Taking off with an aerospace engineering career
Air and space travel will be in your hands with an aerospace engineering degree. Operate and troubleshoot flight simulators and navigational instruments. Analyze flight data and apply it to the design of future aircraft. If you go for this degree, you’ll earn $59,400 to start, $108,000 by mid-career.
Better living through chemical engineering
Plastics, synthetic rubber, detergents, paper, gasoline and more are manufactured and made better by chemical engineers, who use techniques from chemistry, engineering and physics to make the products we depend upon every day. Starting median salary is $64,800, $108,000 by mid-career.
Get turned on to electrical engineering
Electrical equipment and systems for industry, government and science are the domain of electrical engineers. Median starting pay is $60,800 and $104,000 by mid-career.
Nuclear engineering is a tough job
The recent disaster in Japan underscores just how difficult it can be to work in nuclear engineering, but the intellectual challenges and pay are worth the trouble. Controlling and releasing nuclear energy and waste remain significant in the quest to power the world. Earn $63,900 to start, and in 15 years, the median salary is $104,000.
Learn applied mathematics
Applied mathematics apply to myriad career fields, including data mining, economics, environmental science and climatology, says the Society for Industrial and Applied Mathematics. The median starting salary is $56,400, which goes up to about $101,000 by mid-career.
Biomedical engineering continues the science/tech trend
Biotechnology and health care are huge growth industries right now, considering the number of retiring baby boomers in the U.S. Creating medical information systems, building artificial limbs and organs and managing care delivery are vital processes.

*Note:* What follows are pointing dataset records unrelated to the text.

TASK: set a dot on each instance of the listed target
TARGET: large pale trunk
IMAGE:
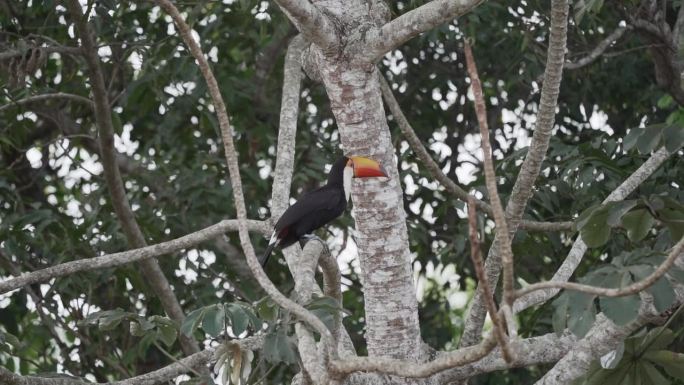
(391, 314)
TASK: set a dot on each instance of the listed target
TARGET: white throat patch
(348, 174)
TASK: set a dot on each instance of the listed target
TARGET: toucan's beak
(367, 168)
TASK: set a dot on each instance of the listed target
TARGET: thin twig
(43, 97)
(598, 50)
(531, 167)
(433, 168)
(129, 256)
(578, 249)
(412, 369)
(236, 183)
(490, 178)
(103, 117)
(634, 288)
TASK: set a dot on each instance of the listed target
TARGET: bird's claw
(311, 237)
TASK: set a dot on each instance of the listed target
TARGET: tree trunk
(392, 327)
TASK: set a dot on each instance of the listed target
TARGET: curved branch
(436, 172)
(476, 257)
(236, 182)
(490, 180)
(184, 365)
(579, 247)
(522, 189)
(287, 132)
(48, 49)
(603, 337)
(311, 22)
(412, 369)
(129, 256)
(150, 268)
(414, 22)
(56, 95)
(634, 288)
(598, 50)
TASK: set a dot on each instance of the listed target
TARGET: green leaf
(611, 359)
(596, 232)
(279, 348)
(560, 313)
(239, 320)
(620, 310)
(672, 362)
(326, 309)
(650, 375)
(674, 220)
(637, 223)
(267, 309)
(656, 339)
(673, 137)
(581, 311)
(135, 329)
(107, 319)
(167, 334)
(617, 209)
(191, 321)
(584, 217)
(648, 141)
(665, 101)
(630, 140)
(663, 294)
(214, 320)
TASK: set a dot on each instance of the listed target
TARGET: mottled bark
(522, 189)
(392, 328)
(150, 268)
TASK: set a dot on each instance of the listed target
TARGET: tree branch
(522, 190)
(436, 172)
(412, 369)
(150, 268)
(476, 257)
(312, 23)
(236, 183)
(129, 256)
(601, 339)
(490, 179)
(578, 249)
(49, 49)
(606, 292)
(43, 97)
(287, 132)
(598, 50)
(414, 22)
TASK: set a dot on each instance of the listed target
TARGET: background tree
(113, 134)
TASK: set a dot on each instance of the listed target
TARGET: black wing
(312, 211)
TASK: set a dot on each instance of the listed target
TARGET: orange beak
(367, 168)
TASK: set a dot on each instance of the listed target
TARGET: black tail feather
(267, 253)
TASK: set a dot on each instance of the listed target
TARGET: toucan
(318, 207)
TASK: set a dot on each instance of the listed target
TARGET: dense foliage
(55, 207)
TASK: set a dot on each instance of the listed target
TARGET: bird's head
(359, 167)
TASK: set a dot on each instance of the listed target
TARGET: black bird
(318, 207)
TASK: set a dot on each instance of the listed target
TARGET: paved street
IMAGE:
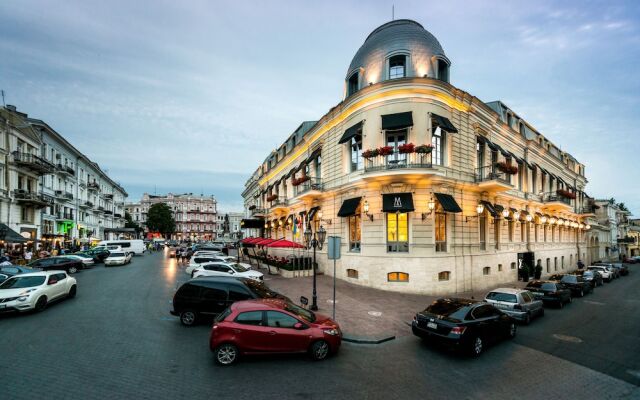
(117, 340)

Salary begins at $54,800 and hits $101,000 by mid-career.
The physics of a career
While advanced positions typically require a graduate degree, a bachelor’s degree in physics can prepare graduates for technician and research assistant positions. Pay starts at $50,700 and reaches $99,600 by mid-career.
Computer engineering: Start high and plateau
While a computer engineering degree may enable a graduate to start high at $61,200 median, the mid-career range ($99,500) indicates that salaries plateau quickly. Plus, there’s a great deal of competition due to the steady supply of graduates. Luckily, the demand isn’t going to go away.
Want to know money? Try economics
An economics degree applies to a variety of business and financial fields, although a master’s or doctorate are typically needed to secure an economic analyst position in business or government. Pay begins at $48,800 and hits $97,800 after 15 years.